Oldenburg/Vechta/Emden - Im Mai hat sich am Arbeitsmarkt des Nordwestens der Frühling gezeigt – aber nicht in dem Ausmaß, wie es Optimisten vielleicht erwartet hatten. Die Zahl der Arbeitslosen im Oldenburger Land und Ostfriesland sank im Mai gegenüber April nur um 1329 auf 51 990. Maßgeblich trugen Witterungseinflüsse – etwa im Tourismus und in den „grünen Branchen“ – dazu bei.
Der Schwung reichte aber, wie bereits in den Vormonaten, nicht aus, um die Arbeitslosenzahl unter das Niveau des entsprechenden Vorjahresmonats zu drücken. Im Gegenteil: Im Mai war die Zahl bei den Agenturen für Arbeit in Oldenburg/Wilhelmshaven, Vechta und Emden/Leer um 2564 höher als vor einem Jahr, wie die am Mittwoch vorgelegten Monatsberichte zeigen.

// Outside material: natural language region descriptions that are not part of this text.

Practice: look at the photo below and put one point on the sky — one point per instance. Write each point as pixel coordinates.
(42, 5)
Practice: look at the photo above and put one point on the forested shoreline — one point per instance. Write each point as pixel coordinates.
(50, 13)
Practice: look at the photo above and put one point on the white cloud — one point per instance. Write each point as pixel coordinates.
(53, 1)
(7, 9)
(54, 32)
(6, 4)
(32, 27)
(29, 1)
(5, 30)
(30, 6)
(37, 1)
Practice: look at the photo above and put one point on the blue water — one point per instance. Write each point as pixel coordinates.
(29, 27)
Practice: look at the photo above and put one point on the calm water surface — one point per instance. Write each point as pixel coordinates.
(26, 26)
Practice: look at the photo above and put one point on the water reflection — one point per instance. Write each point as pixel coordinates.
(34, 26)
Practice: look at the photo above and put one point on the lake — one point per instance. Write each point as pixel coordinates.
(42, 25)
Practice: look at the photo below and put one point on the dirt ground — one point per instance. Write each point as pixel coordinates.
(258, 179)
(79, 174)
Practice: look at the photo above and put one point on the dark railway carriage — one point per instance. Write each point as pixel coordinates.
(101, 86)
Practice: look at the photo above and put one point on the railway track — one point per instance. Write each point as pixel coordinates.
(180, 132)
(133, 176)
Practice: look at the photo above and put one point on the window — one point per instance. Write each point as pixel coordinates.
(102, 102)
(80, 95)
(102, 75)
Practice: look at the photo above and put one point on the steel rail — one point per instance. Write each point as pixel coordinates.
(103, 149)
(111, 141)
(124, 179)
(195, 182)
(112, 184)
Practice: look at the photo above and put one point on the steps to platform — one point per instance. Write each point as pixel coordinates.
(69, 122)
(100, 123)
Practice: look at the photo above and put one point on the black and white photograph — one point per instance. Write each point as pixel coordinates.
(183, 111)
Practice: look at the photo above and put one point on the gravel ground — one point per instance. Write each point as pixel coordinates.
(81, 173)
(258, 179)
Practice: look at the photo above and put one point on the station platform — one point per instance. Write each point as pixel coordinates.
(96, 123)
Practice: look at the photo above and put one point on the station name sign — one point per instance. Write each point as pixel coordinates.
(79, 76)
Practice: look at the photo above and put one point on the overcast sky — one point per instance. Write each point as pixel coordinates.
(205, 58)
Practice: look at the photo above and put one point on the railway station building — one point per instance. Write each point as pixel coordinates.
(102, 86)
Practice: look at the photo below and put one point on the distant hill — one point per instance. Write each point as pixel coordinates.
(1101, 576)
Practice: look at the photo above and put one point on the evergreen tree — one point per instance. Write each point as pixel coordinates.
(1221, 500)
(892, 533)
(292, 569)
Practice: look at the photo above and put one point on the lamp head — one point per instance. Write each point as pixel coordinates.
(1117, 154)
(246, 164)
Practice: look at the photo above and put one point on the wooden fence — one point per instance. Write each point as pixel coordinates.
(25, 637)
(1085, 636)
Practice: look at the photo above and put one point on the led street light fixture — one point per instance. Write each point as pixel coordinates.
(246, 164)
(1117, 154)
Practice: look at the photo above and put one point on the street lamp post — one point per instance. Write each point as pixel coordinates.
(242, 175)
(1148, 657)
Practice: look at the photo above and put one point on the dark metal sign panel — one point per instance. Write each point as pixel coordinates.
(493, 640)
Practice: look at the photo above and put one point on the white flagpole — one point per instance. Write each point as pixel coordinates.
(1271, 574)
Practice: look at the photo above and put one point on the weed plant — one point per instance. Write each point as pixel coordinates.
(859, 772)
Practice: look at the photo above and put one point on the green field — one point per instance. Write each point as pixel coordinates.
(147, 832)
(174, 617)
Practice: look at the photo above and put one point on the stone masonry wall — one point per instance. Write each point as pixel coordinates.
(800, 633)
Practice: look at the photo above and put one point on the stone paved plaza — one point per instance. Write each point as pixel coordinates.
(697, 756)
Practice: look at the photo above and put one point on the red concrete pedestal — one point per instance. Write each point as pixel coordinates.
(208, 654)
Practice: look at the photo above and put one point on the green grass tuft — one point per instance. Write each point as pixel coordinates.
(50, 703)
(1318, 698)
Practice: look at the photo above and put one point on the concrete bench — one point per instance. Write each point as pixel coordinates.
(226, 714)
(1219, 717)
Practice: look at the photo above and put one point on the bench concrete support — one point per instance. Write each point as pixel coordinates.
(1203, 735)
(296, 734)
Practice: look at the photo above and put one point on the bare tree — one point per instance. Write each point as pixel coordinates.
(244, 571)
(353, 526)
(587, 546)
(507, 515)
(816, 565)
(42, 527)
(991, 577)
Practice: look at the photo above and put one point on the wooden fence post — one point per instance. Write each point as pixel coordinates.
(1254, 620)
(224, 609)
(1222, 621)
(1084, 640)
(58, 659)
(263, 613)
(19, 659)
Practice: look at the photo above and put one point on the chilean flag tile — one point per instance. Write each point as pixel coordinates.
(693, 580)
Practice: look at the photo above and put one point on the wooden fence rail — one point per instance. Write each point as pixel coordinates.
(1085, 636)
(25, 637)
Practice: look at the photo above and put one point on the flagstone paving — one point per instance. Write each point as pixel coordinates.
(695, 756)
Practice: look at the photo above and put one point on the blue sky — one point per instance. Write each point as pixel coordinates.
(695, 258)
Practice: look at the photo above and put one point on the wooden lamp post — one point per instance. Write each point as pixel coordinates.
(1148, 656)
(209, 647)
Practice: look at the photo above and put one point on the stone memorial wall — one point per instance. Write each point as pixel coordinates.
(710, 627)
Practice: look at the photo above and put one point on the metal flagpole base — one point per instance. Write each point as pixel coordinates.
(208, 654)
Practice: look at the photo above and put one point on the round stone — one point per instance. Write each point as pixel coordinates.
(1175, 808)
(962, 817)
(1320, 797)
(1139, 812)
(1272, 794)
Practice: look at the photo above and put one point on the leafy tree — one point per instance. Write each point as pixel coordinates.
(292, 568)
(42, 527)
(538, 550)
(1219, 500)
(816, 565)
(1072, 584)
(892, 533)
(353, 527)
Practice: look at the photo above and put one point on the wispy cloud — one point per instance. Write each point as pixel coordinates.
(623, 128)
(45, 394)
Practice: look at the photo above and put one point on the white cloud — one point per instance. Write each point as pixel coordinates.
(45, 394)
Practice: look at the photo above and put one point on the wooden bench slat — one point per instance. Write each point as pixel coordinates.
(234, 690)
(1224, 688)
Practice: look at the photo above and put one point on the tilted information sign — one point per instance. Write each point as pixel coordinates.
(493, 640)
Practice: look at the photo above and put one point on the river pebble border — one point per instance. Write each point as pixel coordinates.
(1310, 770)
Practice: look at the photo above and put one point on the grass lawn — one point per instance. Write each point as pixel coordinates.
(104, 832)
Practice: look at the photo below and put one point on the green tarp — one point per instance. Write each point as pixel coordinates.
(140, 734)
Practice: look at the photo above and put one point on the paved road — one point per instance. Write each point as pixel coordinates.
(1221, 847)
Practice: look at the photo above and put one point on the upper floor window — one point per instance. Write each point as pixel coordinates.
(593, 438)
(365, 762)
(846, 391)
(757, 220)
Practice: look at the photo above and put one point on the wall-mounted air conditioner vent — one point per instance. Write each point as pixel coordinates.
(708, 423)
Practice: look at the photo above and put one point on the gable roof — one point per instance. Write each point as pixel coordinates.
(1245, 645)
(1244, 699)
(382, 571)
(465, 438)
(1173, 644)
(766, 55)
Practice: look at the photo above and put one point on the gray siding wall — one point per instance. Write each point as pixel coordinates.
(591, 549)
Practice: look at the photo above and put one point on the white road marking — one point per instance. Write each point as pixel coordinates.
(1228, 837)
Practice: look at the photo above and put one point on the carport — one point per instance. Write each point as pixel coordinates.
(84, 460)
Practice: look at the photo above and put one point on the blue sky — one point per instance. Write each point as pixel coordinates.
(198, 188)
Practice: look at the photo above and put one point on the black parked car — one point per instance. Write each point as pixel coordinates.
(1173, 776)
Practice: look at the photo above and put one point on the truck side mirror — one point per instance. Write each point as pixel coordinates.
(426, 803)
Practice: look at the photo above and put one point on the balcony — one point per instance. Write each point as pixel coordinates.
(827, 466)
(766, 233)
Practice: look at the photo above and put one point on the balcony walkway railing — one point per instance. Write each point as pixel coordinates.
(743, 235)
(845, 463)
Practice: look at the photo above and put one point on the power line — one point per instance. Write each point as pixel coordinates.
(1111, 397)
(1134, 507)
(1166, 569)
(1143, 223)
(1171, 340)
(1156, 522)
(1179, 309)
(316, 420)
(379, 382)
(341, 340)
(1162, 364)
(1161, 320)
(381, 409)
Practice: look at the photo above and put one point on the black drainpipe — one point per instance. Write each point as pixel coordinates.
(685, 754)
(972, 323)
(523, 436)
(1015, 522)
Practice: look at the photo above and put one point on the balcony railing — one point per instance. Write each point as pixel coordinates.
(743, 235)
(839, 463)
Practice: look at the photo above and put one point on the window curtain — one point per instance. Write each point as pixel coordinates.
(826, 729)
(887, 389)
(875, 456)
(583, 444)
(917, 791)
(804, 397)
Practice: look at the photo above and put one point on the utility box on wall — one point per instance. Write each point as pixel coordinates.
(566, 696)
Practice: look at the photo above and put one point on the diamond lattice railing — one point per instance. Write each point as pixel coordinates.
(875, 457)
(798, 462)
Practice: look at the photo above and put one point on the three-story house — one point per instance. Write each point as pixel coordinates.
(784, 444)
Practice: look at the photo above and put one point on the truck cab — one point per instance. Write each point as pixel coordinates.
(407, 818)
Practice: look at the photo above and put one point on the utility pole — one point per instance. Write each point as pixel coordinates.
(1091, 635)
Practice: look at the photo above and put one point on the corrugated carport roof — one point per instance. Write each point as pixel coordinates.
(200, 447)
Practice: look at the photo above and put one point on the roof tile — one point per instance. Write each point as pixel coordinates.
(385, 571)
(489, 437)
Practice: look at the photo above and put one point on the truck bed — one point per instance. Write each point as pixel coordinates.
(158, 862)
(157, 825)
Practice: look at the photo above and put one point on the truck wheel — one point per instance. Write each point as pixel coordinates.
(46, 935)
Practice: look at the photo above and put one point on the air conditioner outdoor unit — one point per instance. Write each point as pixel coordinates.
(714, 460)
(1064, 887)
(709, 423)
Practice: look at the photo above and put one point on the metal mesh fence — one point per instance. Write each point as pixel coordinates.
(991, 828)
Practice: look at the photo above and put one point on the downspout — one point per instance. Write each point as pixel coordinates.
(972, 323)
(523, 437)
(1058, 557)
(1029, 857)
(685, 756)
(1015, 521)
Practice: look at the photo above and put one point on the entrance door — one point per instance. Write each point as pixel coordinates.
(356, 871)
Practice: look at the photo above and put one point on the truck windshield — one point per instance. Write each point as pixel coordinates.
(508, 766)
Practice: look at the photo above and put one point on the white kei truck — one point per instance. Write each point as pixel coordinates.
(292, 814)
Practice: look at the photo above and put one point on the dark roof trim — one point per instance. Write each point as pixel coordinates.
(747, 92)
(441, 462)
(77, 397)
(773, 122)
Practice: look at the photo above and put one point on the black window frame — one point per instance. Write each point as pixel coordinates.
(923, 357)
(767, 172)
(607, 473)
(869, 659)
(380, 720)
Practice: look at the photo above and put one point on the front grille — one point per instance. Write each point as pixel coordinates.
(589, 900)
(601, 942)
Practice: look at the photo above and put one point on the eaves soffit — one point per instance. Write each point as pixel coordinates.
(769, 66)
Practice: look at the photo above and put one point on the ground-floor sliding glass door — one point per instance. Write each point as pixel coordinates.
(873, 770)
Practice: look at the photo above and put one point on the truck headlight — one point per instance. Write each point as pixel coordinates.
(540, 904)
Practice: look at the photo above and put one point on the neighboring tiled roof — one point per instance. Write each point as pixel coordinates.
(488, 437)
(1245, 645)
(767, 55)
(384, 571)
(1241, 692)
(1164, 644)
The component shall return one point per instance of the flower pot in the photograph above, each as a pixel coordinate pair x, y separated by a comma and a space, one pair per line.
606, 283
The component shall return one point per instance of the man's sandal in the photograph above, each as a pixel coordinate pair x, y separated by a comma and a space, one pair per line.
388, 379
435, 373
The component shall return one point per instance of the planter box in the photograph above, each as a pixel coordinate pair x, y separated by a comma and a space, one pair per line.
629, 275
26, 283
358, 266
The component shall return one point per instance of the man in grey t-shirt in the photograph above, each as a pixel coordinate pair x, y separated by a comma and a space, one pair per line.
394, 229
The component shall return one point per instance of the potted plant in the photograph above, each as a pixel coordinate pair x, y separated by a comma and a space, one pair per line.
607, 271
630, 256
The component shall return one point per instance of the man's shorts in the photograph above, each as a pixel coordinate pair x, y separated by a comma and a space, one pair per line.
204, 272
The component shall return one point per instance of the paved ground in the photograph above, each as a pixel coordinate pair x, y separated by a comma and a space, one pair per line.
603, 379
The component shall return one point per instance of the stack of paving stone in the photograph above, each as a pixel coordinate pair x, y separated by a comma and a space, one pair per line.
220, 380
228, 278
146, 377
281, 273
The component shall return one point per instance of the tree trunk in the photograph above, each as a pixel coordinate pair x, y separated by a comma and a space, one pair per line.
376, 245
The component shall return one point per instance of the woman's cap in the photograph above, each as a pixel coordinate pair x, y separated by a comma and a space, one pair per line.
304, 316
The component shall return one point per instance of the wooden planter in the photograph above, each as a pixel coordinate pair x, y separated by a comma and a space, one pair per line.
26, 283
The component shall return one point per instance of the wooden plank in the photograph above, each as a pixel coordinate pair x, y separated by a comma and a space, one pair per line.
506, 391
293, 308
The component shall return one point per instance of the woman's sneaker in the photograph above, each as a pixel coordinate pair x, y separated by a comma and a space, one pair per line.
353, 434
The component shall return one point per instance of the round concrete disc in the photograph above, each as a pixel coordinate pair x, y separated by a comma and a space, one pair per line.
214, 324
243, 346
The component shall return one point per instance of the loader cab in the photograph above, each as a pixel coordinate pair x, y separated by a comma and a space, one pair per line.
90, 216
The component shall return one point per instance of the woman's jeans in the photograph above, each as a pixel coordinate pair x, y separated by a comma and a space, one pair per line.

Konkret ging die Arbeitslosenzahl im Mai im Oldenburger Land um 567 gegenüber dem Vormonat zurück, sie stieg aber im Jahresvergleich um 1254. In Ostfriesland mit seinem stark saisongeprägten Arbeitsmarkt gab es im Mai einen Rückgang gegenüber April um 762. Doch zugleich wurden 1308 mehr Arbeitslose als vor einem Jahr gezählt.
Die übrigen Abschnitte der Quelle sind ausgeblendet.